Kostrzewa Łukasz, Nowak Robert
Institute of Computer Science, Warsaw University of Technology, Nowowiejska 15/19, 00-665 Warsaw, Poland.
Sensors (Basel). 2022 Mar 9;22(6):2137. doi: 10.3390/s22062137.
In this work, the problem of classifying Polish court rulings based on their text is presented. We use natural language processing methods and classifiers based on convolutional and recurrent neural networks. We prepared a dataset of 144,784 authentic, anonymized Polish court rulings. We analyze various general language embedding matrices and multiple neural network architectures with different parameters. Results show that such models can classify documents with very high accuracy (>99%).

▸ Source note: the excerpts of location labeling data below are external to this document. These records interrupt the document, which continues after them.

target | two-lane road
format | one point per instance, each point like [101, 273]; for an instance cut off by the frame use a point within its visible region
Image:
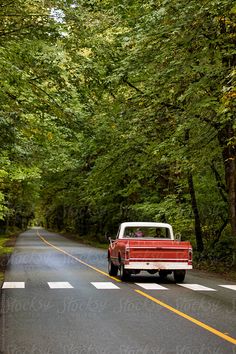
[58, 298]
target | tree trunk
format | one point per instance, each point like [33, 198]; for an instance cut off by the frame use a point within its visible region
[198, 230]
[226, 138]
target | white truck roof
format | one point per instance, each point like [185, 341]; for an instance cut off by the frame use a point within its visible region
[144, 224]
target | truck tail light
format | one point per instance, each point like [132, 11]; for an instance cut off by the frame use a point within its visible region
[190, 255]
[127, 252]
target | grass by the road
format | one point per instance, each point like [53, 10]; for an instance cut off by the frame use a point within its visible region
[7, 243]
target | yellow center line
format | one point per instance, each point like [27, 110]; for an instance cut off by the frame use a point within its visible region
[189, 318]
[163, 304]
[77, 259]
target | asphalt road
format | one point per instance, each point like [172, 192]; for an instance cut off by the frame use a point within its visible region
[52, 302]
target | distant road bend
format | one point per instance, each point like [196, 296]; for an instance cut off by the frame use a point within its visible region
[57, 297]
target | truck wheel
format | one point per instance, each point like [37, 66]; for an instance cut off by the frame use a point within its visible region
[112, 269]
[124, 274]
[163, 274]
[179, 275]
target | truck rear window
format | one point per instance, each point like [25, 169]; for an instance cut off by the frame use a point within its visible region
[147, 232]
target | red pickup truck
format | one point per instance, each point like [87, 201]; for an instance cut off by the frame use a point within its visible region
[151, 247]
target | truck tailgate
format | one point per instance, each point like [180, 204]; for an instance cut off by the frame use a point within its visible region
[158, 250]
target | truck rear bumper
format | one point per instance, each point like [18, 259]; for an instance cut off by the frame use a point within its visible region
[158, 265]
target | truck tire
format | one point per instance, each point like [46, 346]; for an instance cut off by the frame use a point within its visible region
[163, 274]
[124, 274]
[112, 269]
[179, 275]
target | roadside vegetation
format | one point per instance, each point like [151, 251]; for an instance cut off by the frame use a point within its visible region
[120, 110]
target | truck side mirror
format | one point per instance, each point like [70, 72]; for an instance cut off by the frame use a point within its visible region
[107, 236]
[178, 236]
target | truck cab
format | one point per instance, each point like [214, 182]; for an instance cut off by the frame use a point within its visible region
[151, 247]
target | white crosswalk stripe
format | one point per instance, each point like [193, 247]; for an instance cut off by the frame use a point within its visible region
[13, 285]
[60, 285]
[111, 285]
[196, 287]
[151, 286]
[104, 285]
[231, 287]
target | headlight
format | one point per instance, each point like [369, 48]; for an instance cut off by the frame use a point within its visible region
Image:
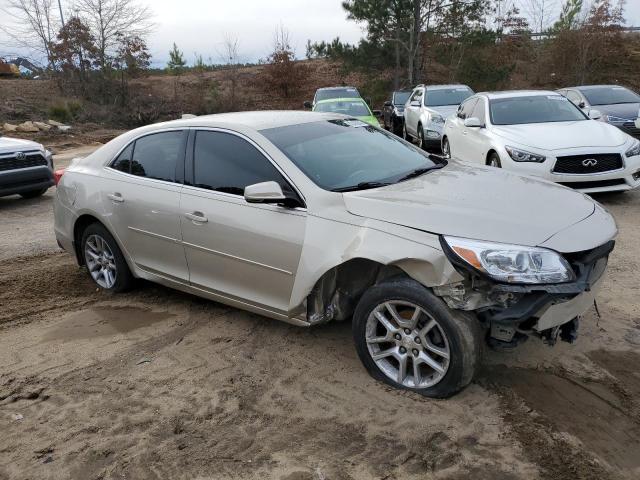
[614, 119]
[634, 150]
[512, 263]
[523, 156]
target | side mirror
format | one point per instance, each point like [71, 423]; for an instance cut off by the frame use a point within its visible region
[265, 192]
[595, 114]
[473, 122]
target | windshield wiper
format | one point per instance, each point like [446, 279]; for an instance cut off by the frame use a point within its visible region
[420, 171]
[361, 186]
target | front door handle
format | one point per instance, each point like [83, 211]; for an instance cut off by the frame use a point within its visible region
[115, 197]
[197, 217]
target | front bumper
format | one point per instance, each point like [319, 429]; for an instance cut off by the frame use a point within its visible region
[25, 180]
[621, 179]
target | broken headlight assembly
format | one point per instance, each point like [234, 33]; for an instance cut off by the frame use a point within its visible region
[510, 263]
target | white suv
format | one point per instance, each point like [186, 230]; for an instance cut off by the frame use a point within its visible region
[427, 109]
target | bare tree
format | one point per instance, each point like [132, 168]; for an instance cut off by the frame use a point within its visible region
[109, 19]
[230, 56]
[34, 26]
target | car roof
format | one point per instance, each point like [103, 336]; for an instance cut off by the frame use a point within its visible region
[256, 120]
[517, 93]
[592, 87]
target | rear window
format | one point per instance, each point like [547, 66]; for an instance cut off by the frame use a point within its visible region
[354, 108]
[447, 96]
[610, 95]
[347, 92]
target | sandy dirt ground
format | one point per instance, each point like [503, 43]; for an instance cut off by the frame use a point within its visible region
[160, 384]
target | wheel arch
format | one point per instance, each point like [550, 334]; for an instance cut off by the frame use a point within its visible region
[80, 225]
[337, 292]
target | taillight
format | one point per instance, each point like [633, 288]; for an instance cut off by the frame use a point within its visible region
[57, 175]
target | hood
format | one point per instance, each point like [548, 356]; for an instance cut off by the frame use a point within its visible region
[627, 111]
[562, 135]
[482, 203]
[10, 145]
[445, 110]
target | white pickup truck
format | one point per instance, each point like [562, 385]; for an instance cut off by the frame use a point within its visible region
[26, 168]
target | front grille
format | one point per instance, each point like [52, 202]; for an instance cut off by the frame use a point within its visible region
[30, 160]
[595, 183]
[631, 129]
[585, 164]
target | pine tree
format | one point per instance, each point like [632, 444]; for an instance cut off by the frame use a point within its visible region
[176, 63]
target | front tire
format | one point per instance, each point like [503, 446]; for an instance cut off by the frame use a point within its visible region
[105, 262]
[408, 338]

We also include an analysis of wrongly predicted examples. Performance analysis shows that our method is fast and could be used in practice on typical server hardware with 2 Processors (Central Processing Units, CPUs) or with a CPU and a Graphics processing unit (GPU).
在这项工作中,提出了基于波兰法院裁决文本进行分类的问题。我们使用自然语言处理方法以及基于卷积神经网络和循环神经网络的分类器。我们准备了一个包含144,784份真实、匿名的波兰法院裁决的数据集。我们分析了各种通用语言嵌入矩阵以及具有不同参数的多个神经网络架构。结果表明,此类模型能够以非常高的准确率(>99%)对文档进行分类。我们还对错误预测的示例进行了分析。性能分析表明,我们的方法速度很快,可在配备2个处理器(中央处理器,CPU)或一个CPU和一个图形处理器(GPU)的典型服务器硬件上实际使用。